Food Features Painting the Plate
Felicity Souter’s Painting the Plate Illustrates the Connections Between Food and Art

There is perhaps nothing more universal than food. Regardless of race, gender, age, profession, even species, we all have to eat. And it’s not just a necessity: For many of us, food functions as a highlight of our days. We look forward to that salad we packed for lunch or the reservations we made for after work or the snack we tucked into our tote bag on the way out the door.

Art is nearly as universal as food, and artists are no different from the rest of us, shaping their days not just around painting or observing studio models but around soups and pies and steaming plates of rice. In her new book Painting the Plate: 52 Recipes Inspired by Great Works of Art from Mark Rothko, Frida Kahlo and Many More, Felicity Souter seeks to highlight these connections between food and artists by crafting recipes meant to visually mirror famous works of art. Recipes in the book are inspired by works from artists ranging from Marina Abramović to Jean-Michel Basquiat, from Man Ray to Salvador Dalí.

Souter, who studied Fine Art at Newcastle University, was raised with a love of food, and throughout her career in the art world, she wanted to find a way to bring two of her passions together; Painting the Plate is the result. “​​I have always been obsessed with making things, and in my mind, art and cooking are very much interconnected,” explains Souter. “They both offer me a chance to get my hands dirty and experience the joy of bringing together individual elements to make something new.”

What I love about this book is the fact that it has such wide appeal. Home cooks will appreciate recipes like Roasted Pineapple Meringue Pie (Bridget Riley), Beetroot-Cured Salmon with Homemade Blinis (Lowell Blair Nesbitt) and Roasted Pepper Tart with a Parmesan Crust (Mark Rothko). You don’t have to spend much time in the kitchen to get something from the book, though; every recipe and artist feature also contains nuggets of art history, presented through the lens of food, of course. The result is a cookbook that appeals to art lovers just as much as it appeals to those attempting to craft a dinner party menu.

Not every work of art in the book was easy to pair with a dish, though. “The artwork I struggled to adapt the most was probably Georgette Chen’s Rambutans (c. 1965), which became Singaporean-inspired laksa with fish balls,” says Souter. “I absolutely love Chen’s work and was determined to include her story in the book, but the selection of images available to us was slightly limited, and I struggled to find a recipe that had both a link to the artist and a strong visual connection. But a eureka moment came at 3 a.m. one night, and now, I think it’s one of the most striking images in the book.”
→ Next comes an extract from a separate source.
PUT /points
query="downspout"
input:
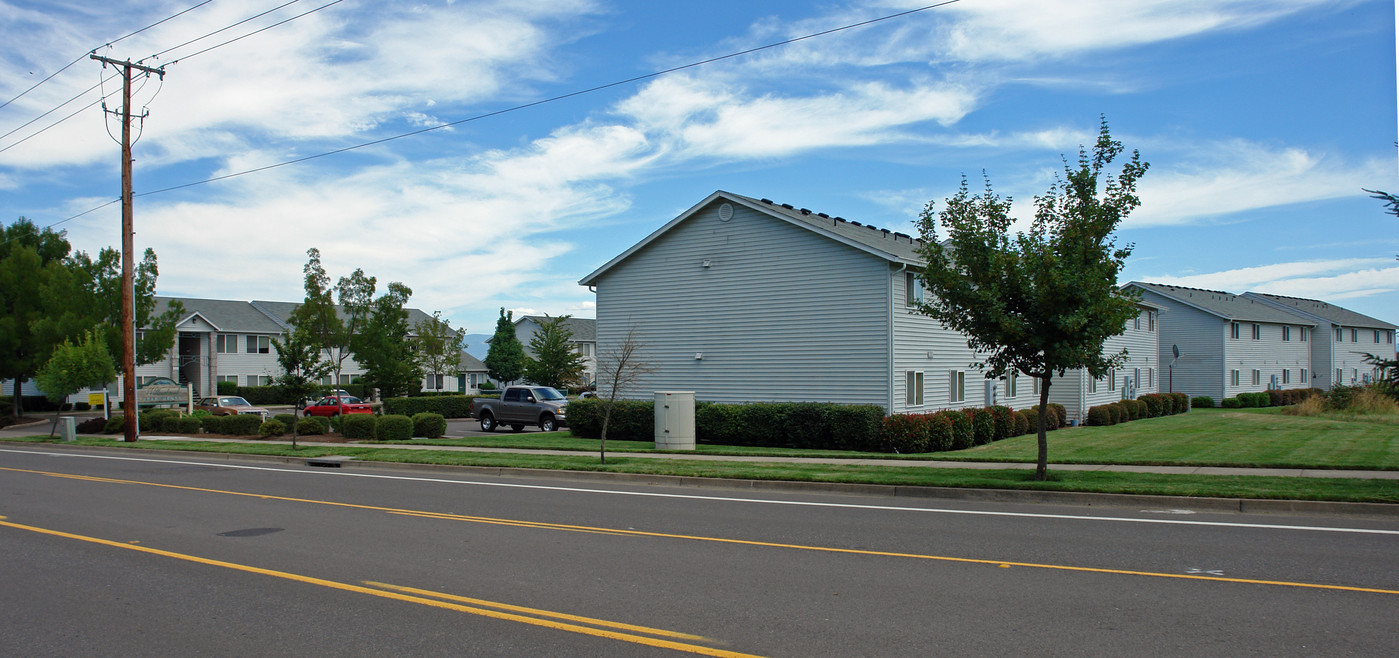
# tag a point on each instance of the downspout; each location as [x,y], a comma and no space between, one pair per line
[890,381]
If you’re interested in learning about art history—and about food—in a perhaps unconventional but illuminating way, this cookbook delivers a multisensory experience sure to make you rethink the way you digest art. “I hope Painting the Plate offers an alternative perspective on art history, perhaps humanising some of the great artists we revere so much,” says Souter. Maybe it can also help us draw deeper connections between food and art, between these universals that unite us, between the stuff that keeps us alive and the stuff we want to stay alive for.